Roswita erinnert sich später vor allem an ihre Angst als Kind. Ihr Vater Karl Preising (1880-1947) stand auf der Todesliste der NSDAP. Gefahr legte sich über das Pfarrhaus im nordhessischen Helsen. Schon 1930 hatte er sich weit aus dem Fenster gelehnt. Da war es noch möglich seine Karfreitagspredigt in der Zeitung abdrucken zu lassen. Darin rief er, seit 1922 Heimleiter des Bathildisheims in Bad Arolsen, zur Solidarität mit behinderten Menschen auf. Er betonte ihre Gleichwertigkeit als von Gott geliebte Geschöpfe. Auf politischen Druck hin erhielt er ab 1935 wiederholt Berufsverbot. Aber offenbar behielt er das Vertrauen vieler Familien in Helsen. 170 „Pfleglinge“ konnten in Privathäusern versteckt und gerettet werden, als ihnen unter dem Vorwand, dass im Bathildisheim Lazarettplätze geschaffen werden sollten, Lebensgefahr durch das mörderische Euthanasieprogramm der Nazis drohte. Karl Preising starb 1947. Er litt an einer Herzschwäche. Oder vielleicht doch nicht?

Seine Tochter Roswita hat trotz der Angst ein festes Herz und Mut geerbt. Als eine der ersten Frauen im Theologiestudium wurde sie der Ungerechtigkeit ausgesetzt, mit dem gleichen Universitätsabschluss wie ihr Mann noch nicht ordiniert zu werden. Er wurde Pfarrer, sie Pfarrfrau ohne Anspruch auf ein eigenes Gehalt und Anerkennung ihrer Qualifikation. Als sie später „nach-ordiniert“ wurde, tat das gut, aber die Empörung blieb lebendig.
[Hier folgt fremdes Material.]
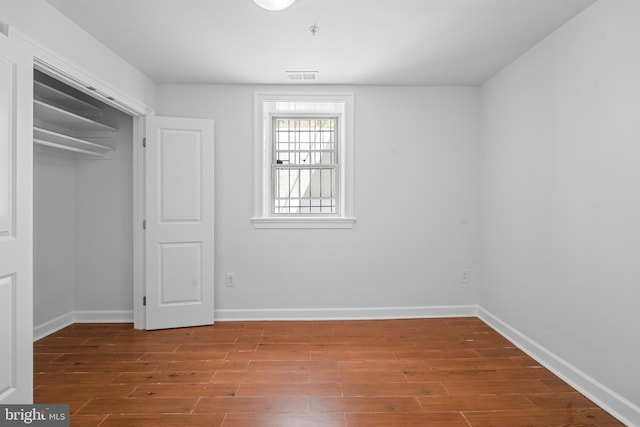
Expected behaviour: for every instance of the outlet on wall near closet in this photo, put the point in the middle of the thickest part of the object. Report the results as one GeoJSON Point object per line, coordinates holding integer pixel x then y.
{"type": "Point", "coordinates": [83, 200]}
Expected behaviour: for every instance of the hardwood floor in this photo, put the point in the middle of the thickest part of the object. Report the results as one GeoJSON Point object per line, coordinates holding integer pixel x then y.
{"type": "Point", "coordinates": [423, 372]}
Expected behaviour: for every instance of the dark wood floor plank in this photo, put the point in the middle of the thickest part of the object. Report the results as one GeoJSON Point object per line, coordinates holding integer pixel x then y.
{"type": "Point", "coordinates": [417, 372]}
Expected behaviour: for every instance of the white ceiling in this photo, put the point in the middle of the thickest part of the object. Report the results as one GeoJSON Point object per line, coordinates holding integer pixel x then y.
{"type": "Point", "coordinates": [394, 42]}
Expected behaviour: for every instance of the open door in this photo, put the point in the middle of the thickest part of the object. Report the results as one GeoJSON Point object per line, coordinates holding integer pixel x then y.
{"type": "Point", "coordinates": [16, 224]}
{"type": "Point", "coordinates": [179, 222]}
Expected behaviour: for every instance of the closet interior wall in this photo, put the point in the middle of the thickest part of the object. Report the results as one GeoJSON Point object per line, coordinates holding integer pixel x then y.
{"type": "Point", "coordinates": [83, 198]}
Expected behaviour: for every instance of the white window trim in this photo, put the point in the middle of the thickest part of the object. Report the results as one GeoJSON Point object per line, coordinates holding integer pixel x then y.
{"type": "Point", "coordinates": [267, 104]}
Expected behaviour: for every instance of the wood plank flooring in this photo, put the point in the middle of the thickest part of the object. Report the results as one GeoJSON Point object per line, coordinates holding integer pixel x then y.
{"type": "Point", "coordinates": [422, 372]}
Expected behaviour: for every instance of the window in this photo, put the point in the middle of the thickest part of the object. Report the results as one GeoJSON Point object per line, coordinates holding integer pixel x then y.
{"type": "Point", "coordinates": [304, 161]}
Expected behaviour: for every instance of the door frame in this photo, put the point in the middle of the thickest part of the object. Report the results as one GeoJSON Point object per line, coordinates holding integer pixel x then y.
{"type": "Point", "coordinates": [48, 61]}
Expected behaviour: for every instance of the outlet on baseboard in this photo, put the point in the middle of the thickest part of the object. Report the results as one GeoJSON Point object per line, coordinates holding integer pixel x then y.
{"type": "Point", "coordinates": [464, 276]}
{"type": "Point", "coordinates": [230, 280]}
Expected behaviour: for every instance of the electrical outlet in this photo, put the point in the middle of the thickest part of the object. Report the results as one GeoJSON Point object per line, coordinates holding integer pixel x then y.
{"type": "Point", "coordinates": [465, 276]}
{"type": "Point", "coordinates": [231, 280]}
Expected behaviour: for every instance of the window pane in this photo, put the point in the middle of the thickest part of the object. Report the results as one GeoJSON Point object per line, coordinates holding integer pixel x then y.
{"type": "Point", "coordinates": [305, 141]}
{"type": "Point", "coordinates": [304, 190]}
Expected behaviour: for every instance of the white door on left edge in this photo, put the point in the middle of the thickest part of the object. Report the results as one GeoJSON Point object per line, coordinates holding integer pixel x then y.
{"type": "Point", "coordinates": [179, 218]}
{"type": "Point", "coordinates": [16, 225]}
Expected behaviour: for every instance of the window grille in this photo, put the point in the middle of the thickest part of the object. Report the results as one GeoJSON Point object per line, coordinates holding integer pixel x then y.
{"type": "Point", "coordinates": [304, 165]}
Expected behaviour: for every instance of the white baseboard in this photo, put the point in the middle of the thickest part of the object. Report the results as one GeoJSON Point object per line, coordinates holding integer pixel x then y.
{"type": "Point", "coordinates": [103, 316]}
{"type": "Point", "coordinates": [225, 315]}
{"type": "Point", "coordinates": [621, 408]}
{"type": "Point", "coordinates": [54, 325]}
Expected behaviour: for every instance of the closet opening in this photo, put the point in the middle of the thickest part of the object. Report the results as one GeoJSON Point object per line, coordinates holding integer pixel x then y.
{"type": "Point", "coordinates": [83, 170]}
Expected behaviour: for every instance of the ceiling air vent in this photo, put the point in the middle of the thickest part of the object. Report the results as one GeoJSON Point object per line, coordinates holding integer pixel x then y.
{"type": "Point", "coordinates": [302, 75]}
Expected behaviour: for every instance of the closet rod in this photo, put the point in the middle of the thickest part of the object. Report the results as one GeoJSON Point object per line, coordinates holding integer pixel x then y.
{"type": "Point", "coordinates": [65, 147]}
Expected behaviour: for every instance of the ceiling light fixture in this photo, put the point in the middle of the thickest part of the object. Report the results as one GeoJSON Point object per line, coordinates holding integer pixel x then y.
{"type": "Point", "coordinates": [274, 5]}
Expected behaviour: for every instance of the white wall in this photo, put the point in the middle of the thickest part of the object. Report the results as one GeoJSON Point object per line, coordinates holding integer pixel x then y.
{"type": "Point", "coordinates": [53, 237]}
{"type": "Point", "coordinates": [47, 27]}
{"type": "Point", "coordinates": [561, 206]}
{"type": "Point", "coordinates": [104, 226]}
{"type": "Point", "coordinates": [416, 202]}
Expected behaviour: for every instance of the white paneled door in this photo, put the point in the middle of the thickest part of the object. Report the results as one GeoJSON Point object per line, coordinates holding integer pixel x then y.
{"type": "Point", "coordinates": [16, 247]}
{"type": "Point", "coordinates": [179, 222]}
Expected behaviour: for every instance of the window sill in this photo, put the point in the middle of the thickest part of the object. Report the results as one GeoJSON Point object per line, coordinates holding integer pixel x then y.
{"type": "Point", "coordinates": [307, 222]}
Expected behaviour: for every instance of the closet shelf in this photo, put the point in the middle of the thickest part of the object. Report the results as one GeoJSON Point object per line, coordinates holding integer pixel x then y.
{"type": "Point", "coordinates": [59, 140]}
{"type": "Point", "coordinates": [42, 142]}
{"type": "Point", "coordinates": [59, 117]}
{"type": "Point", "coordinates": [65, 101]}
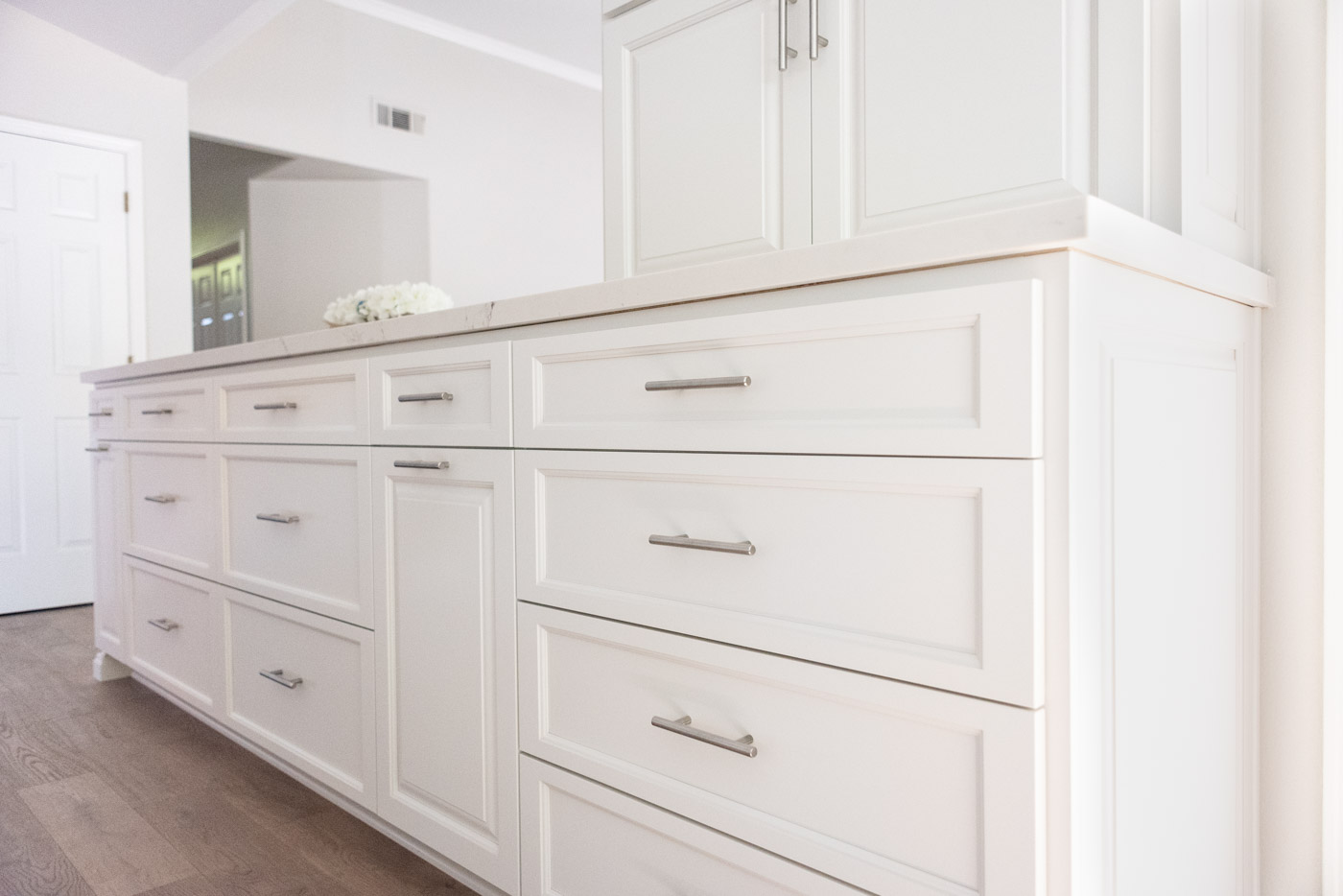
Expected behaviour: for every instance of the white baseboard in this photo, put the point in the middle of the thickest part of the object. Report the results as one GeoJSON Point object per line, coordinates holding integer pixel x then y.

Mit Karl und Roswita gehe ich innerlich in den Austausch: „Was würdet ihr tun, wenn ihr an meiner Stelle in dieser Zeit Pastor und Pastorin wäret? Wie politisch wäret ihr kurz vor der Wahl?“

Sie würden die Warnzeichen erkennen. Die Kälte des Tons spüren. Sich innerlich wappnen und etwas riskieren. Das kann man, wenn man etwas hat, das unantastbar bleibt.